But Dr. Mears was more than a teacher. Because dedicated teaching like hers demanded curriculum that was not then available, she wrote her own. That step led her eventually to establish Gospel Light Publications in 1933. She also helped to found the National Sunday School Association, and she ministered personally in conventions and seminars across the land. And her vision further led to the founding of California’s Forest Home conference center.

Clate Risley (1915–1974)

At the 1955 convention of the National Sunday School Association, Clate Risley was dubbed “Mr. Sunday School of America.” And there was never any question that he really was. The NSSA’s executive secretary challenged men and women across North America with the potential of the Sunday school, and many caught his vision. From his position of national leadership, the Sunday school’s greatest friend and advocate injected new life into the movement, and the NSSA spawned scores of local and regional organizations that breathed new life into countless churches. At his untimely death in 1974, Risley was head of Worldwide Christian Education Ministries in Chicago.

Victor E. (1893–1968) and Bernice (1899–1973) Cory

When Clarence Benson began producing graded Sunday school lessons in Chicago, Victor Cory became convinced God wanted them published—and Scripture Press was born. Victor guided the fledgling curriculum publisher’s phenomenal growth (five moves to larger quarters in its first 24 years), with his wife, Bernice, at his side. The pair left an indelible mark on the development of Sunday school materials and on Christian education around the world; their advice at conventions and workshops helped shape many North American church educational programs. Their supplemental curriculum materials eventually encompassed vacation Bible school materials, take-home papers, and a line of books to meet the needs of Christian educators.

The Language of the Age

In 1927, G. K. Chesterton visited America and observed the lack of spiritual culture among its people. “Their culture comes from the great cities; and that is where all the evil comes from.” His central objection was not so much that the cinema goes to places like “Oklahoma, as that it does not come from Oklahoma.”

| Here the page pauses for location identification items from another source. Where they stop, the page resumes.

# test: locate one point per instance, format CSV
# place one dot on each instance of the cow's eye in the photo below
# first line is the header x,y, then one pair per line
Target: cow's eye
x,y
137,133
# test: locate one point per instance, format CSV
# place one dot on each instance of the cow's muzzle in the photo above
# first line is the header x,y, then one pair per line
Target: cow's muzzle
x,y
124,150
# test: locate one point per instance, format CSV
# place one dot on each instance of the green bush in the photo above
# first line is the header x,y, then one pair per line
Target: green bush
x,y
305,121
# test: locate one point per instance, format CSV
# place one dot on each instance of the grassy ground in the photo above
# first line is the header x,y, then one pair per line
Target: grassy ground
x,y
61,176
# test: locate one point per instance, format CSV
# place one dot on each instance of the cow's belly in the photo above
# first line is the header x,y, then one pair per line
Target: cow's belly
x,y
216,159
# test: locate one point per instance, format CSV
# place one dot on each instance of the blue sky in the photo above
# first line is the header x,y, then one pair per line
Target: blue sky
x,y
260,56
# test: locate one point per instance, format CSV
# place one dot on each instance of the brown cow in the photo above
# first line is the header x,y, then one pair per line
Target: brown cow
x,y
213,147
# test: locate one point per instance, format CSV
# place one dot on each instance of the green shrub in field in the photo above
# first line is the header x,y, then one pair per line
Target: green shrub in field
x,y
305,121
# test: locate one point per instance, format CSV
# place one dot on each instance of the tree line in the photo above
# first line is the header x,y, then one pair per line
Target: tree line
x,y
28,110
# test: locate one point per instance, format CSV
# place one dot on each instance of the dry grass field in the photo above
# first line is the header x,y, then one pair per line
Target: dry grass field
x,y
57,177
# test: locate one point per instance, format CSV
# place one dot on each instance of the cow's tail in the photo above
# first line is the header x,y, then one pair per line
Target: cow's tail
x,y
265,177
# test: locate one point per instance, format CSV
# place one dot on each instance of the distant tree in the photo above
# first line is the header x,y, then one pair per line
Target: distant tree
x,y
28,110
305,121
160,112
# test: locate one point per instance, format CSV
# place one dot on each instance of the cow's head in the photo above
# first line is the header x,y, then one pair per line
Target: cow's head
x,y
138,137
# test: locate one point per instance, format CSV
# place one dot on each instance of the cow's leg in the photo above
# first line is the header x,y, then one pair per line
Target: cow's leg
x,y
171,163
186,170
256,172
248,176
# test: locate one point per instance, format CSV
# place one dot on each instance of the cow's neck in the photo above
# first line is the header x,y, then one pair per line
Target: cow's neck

Since 1956, however, American culture has been penetrated, and some would say saturated, from places like Oklahoma, Virginia, and Illinois.

Thirty years ago radio dominated Christian communication. It was a remarkably appropriate and effective vehicle for the evangelical church, whose central mission was the preaching of the Word. The mighty voices of men like Charles E. Fuller and Theodore Epp brought audiences back to the Bible for old-fashioned revival.

Although gospel radio missions, such as Far Eastern Broadcasting Company and Trans World Radio, now stretch across international boundaries and reach millions in restricted areas, radio has been eclipsed by the phenomenal growth of television evangelism.

The dominant ritual of our technological civilization has become television viewing. Malcolm Muggeridge declared that TV and the media are “incomparably the greatest single influence in our society today,” and a destructive and malign one at that.

In contrast to the witty but dour pessimism of Muggeridge, Billy Graham in 1978 attributed the effectiveness of evangelism “not only to the power of the Holy Spirit, but to the fact that the broadcasting media have been open to us. I believe one of the greatest factors in the religious resurgence in this country has been the impact of religious radio and television.”

Rex Humbard pioneered television evangelism, joining the ever-popular Fulton J. Sheen on the small screen. The first to buy network time for religious programming, Humbard introduced his “Cathedral of Tomorrow,” a rousing, evangelistic Ed Sullivan-like church service with entertainers like Mahalia Jackson attracting a wide audience.

Encouraged by Humbard, Oral Roberts entered the new medium, showing God’s miraculous workings on prime time, and bringing a slick, contemporary flair. Others, like Jerry Falwell, Jimmy Swaggart, and Robert Schuller, followed, adopting either the old radio preaching format or the increasingly popular talk-show approach.

In October 1961, M. G. “Pat” Robertson established his Christian television station, giving birth to the Christian Broadcasting Network, CBN attempted to reach Christian and non-Christian audiences by mixing religious programs like “The 700 Club” with family entertainment.

The print media have paralleled both the dramatic rise of broadcasting and the evangelical and charismatic movements. The publishing work of Pat Zondervan and the revolutionary publishing of Kenneth Taylor’s Living Bible whetted an appetite for reading in an age of electronic media.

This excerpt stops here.